While the advent of XML scripting sounds fascinating, I’ve also been wondering about RDF enabling us to “gracefully integrate with the world of objects” and enhance the “self-describing nature of XML”. Yes, it’s my current area of interest (read: I’m vacuuming as much information as I can about it right now), and this by itself is likely to taint my vision somewhat. But reading what was quoted from Adam immediately made me think of some of RDF’s features (or should I say ‘nature’, I guess I’m not trying to sell it):
- in its XML incarnation, RDF can describe the XML data it ornaments
- it’s core nature (and through association the nature of the XML described by it) is object-orientated: things in RDF are either (instances of) classes, properties, or values of properties
- the concept and use of namespaces is a key strength of RDF and one on which it relies. Shared semantics, and the classes and properties by which such semantics are conveyed, are surely important when attempting to “convert from one XML format to another” and “synthesize complex XML documents for [from?] multiple sources”
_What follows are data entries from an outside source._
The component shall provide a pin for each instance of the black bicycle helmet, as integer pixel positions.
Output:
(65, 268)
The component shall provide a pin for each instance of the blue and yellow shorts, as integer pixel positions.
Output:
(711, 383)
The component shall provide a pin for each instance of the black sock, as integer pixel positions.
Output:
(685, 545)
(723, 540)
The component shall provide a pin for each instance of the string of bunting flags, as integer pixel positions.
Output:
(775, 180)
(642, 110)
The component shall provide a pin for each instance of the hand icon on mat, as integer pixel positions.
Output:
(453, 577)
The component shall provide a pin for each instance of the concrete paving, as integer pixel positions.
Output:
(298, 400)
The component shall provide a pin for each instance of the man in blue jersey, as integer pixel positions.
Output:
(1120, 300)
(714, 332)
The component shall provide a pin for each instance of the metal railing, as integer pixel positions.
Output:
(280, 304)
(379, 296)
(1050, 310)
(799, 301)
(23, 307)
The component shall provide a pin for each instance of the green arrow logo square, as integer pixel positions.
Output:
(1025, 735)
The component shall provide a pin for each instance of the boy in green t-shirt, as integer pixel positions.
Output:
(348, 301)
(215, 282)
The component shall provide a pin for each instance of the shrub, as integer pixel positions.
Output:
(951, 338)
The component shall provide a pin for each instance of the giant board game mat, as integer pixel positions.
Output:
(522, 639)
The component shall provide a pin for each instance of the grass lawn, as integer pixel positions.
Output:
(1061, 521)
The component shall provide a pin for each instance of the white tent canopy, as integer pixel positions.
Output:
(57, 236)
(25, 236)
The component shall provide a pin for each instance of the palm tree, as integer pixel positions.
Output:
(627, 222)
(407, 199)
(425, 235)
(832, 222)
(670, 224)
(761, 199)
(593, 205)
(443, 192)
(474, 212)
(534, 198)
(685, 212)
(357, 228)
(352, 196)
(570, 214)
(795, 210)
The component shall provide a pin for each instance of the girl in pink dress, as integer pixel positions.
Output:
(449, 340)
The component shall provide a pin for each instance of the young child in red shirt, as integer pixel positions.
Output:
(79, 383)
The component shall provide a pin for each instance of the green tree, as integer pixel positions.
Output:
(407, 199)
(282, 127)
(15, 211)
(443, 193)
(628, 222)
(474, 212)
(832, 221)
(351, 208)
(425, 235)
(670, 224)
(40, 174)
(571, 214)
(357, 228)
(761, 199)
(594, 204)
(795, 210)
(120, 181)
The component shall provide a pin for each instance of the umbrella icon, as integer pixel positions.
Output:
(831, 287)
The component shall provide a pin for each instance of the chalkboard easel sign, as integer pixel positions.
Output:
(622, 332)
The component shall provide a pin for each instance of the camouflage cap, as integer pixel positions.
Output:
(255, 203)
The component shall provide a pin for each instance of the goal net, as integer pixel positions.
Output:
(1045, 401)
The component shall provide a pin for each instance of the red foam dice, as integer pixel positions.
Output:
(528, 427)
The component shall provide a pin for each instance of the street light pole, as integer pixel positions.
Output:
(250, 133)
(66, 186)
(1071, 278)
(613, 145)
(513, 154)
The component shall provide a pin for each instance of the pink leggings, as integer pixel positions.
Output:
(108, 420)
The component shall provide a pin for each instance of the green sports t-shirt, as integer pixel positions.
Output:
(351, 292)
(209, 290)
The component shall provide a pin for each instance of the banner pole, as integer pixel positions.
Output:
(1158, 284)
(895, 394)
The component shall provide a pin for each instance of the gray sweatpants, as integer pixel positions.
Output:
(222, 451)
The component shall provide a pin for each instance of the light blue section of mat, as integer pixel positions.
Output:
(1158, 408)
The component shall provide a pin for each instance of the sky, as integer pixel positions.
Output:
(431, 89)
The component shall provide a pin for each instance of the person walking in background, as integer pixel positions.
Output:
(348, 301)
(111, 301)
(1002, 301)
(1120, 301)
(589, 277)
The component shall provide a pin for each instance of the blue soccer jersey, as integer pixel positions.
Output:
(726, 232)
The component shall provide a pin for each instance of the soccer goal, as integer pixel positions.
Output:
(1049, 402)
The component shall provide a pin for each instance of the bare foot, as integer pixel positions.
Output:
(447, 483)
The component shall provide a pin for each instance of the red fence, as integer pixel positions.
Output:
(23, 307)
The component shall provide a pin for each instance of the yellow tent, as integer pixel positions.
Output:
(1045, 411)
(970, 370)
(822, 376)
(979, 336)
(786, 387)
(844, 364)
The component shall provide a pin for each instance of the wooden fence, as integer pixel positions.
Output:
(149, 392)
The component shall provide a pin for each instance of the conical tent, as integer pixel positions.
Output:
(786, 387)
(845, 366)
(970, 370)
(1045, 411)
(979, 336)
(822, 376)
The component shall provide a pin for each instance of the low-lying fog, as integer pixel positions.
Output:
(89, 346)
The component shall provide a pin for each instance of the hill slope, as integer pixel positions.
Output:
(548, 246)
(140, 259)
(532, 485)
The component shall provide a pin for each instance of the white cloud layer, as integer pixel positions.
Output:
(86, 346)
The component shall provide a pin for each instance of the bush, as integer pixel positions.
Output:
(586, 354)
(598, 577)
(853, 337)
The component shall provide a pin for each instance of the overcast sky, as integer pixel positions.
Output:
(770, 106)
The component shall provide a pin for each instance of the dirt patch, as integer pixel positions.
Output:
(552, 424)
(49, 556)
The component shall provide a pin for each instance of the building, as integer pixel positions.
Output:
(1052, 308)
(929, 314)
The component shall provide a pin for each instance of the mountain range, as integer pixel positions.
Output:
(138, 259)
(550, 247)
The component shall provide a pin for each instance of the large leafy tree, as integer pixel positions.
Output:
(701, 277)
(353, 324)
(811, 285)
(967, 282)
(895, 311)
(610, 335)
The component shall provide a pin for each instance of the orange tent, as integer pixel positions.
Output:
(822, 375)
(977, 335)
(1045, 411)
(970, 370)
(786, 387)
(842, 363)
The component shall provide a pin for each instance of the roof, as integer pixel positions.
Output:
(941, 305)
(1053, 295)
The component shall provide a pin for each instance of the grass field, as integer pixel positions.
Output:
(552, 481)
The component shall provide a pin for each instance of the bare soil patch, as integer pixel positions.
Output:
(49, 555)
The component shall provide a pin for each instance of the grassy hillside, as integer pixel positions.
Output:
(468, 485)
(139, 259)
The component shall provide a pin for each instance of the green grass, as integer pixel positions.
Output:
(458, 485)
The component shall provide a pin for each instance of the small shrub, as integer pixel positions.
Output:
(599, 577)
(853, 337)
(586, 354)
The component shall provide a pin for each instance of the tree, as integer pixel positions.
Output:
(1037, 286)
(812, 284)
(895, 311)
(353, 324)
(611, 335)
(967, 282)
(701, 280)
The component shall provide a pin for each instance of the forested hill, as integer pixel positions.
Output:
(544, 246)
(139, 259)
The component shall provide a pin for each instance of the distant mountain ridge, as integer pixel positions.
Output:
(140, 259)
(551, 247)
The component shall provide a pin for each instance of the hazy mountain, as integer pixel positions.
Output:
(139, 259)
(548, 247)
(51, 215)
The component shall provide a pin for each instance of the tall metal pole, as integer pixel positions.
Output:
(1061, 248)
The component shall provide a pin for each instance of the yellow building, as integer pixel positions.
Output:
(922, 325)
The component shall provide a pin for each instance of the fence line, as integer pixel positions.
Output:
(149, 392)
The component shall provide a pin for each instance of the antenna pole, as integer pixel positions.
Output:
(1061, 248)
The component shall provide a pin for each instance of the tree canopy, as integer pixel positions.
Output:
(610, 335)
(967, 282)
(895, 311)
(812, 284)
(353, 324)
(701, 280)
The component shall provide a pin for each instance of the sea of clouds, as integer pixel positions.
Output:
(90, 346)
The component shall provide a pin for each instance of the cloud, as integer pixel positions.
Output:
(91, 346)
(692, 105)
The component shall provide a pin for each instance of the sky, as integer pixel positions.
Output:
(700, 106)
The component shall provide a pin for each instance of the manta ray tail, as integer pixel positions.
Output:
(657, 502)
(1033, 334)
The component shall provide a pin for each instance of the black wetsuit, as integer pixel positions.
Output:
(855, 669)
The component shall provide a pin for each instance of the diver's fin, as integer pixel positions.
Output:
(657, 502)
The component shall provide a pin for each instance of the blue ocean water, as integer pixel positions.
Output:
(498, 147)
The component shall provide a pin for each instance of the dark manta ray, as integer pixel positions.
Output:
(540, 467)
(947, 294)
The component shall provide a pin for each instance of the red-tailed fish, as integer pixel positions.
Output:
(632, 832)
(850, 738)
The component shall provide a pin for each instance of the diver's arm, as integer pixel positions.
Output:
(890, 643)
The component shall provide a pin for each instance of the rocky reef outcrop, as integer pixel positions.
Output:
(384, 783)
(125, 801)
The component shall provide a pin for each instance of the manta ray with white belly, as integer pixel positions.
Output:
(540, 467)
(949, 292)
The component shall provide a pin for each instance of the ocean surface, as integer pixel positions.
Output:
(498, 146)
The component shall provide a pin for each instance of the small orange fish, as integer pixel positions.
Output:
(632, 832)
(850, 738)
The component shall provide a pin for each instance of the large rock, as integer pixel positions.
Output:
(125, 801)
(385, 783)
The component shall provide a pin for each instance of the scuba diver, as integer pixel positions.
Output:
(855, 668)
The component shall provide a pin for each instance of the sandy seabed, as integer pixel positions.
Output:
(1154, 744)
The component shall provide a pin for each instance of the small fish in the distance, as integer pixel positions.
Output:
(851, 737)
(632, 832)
Now it’s clear that XML is not RDF. There’s the bootstrapping issue with RDF applications of which we’re all aware. There’s no magic wand, but there are ways (such as transformations to wring out RDF essence from ‘flat’ XML) to get going. And in the context where REST, web services, business data, and the focus on resources (URIs) intersect, RDF – as a technology for describing, sharing and linking business data – seems too significant to ignore.
Going back to Adam’s quote that sparked this post, I am curious about the ‘native support’ of XML as a data type; my limited imagination cannot see how that might happen without some sort of serialization/deserialisation (will a term like ‘serdes’ be this decade’s equivalent of ‘modem’?). I am ready and willing to be enlightened :-) The great thing about RDF is that there is already a bounty of software (storage mechanisms, model and query tools, serializers and deserialisers) that can work with RDF in many existing programming languages.
Anyway, plenty to ponder. Life is good.